VCs propose governance framework to counter SE Asia’s start-up fraud problem
Southeast Asia can curtail start-up fraud through a standardised approach to due diligence and investment management, five VC industry associations in the region claim.
The move to create a regional governance benchmark follows the emergence of large-scale falsification of sales at Indonesia-based aquaculture business eFishery. The company had raised more than USD 300m in funding from the likes of Peak XV Partners, Temasek Holdings and SoftBank Investment Advisors.
However, frauds are characteristic of emerging start-up ecosystems.
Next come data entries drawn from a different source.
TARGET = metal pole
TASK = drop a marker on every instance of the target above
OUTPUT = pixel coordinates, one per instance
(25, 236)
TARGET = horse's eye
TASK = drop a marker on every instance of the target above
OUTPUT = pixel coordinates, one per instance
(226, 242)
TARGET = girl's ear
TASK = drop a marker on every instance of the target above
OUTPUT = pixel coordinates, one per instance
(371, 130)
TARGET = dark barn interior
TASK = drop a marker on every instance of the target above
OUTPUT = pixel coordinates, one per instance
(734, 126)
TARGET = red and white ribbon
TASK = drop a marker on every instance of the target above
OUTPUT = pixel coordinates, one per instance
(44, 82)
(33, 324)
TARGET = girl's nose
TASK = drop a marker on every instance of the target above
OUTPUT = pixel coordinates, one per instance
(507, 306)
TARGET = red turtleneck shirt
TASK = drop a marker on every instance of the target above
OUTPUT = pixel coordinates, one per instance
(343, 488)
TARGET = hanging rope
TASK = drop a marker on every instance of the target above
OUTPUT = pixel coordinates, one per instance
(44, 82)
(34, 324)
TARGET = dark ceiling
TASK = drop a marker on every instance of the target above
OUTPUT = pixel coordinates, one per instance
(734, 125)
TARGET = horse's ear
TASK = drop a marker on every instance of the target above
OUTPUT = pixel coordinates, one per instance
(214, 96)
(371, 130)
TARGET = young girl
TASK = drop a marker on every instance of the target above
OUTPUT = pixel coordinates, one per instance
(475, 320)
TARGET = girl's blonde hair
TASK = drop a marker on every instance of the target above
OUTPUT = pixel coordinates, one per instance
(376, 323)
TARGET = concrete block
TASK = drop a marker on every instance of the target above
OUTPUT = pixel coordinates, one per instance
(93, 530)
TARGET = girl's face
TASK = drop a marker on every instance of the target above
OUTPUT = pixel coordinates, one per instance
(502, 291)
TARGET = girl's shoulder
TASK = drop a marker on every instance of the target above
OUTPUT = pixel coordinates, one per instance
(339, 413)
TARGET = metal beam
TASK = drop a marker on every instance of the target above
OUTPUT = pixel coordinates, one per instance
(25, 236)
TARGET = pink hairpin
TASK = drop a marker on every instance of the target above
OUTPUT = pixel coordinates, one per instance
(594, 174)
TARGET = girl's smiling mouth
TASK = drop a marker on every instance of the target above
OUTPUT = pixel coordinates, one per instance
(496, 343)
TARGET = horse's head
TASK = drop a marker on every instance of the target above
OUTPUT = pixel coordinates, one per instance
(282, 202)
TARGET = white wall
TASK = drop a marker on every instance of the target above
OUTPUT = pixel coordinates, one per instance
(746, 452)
Singapore fashion commerce platform Zilingo was another high-profile blowup in 2022, prompting Peak XV – also an investor – to condemn “wilful misconduct” in the early stages “when there is hardly a business to diligence.” Industry participants point to other less-heralded examples across the region, from Vietnam to Thailand.
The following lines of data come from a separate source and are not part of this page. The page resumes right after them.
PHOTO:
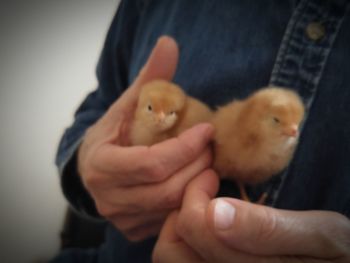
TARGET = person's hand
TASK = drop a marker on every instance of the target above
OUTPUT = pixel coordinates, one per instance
(136, 187)
(231, 230)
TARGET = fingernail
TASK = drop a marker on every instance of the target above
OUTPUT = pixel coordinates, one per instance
(224, 214)
(206, 130)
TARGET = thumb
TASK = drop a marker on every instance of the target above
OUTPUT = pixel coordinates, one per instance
(263, 230)
(161, 64)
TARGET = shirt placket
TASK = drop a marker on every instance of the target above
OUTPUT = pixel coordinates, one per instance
(303, 54)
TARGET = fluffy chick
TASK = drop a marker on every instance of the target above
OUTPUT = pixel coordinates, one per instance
(164, 111)
(255, 138)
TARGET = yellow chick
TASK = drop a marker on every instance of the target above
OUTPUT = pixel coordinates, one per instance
(164, 111)
(255, 138)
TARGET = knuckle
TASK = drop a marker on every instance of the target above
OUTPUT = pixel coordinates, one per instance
(105, 210)
(185, 224)
(156, 170)
(267, 225)
(91, 180)
(172, 199)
“Companies at different stages need different levels of diligence and governance; you can’t have a one-size-fits-all rule,” said Shane Chesson, a founding partner at Southeast Asia-focused Openspace Ventures and vice chair of the Singapore Venture & Private Capital Association (SVCA).
“We can’t expect founders to spend all their time on governance, but we don’t want to see situations where companies are raising big dollars, are nearing IPO, and haven’t fixed their issues. Holding this line when capital comes again in volumes in an up cycle will be hard, but it is key for our region.”
SVCA led the development of the Southeast Asia Governance Improvement Guide for Startups, working alongside the Indonesia Venture Capital Association for Startups (Amvesindo), Thai Venture Capital Association (TVCA), Vietnam Private Capital Agency (VPCA), and Malaysian Venture Capital & Private Equity Association (MVCA).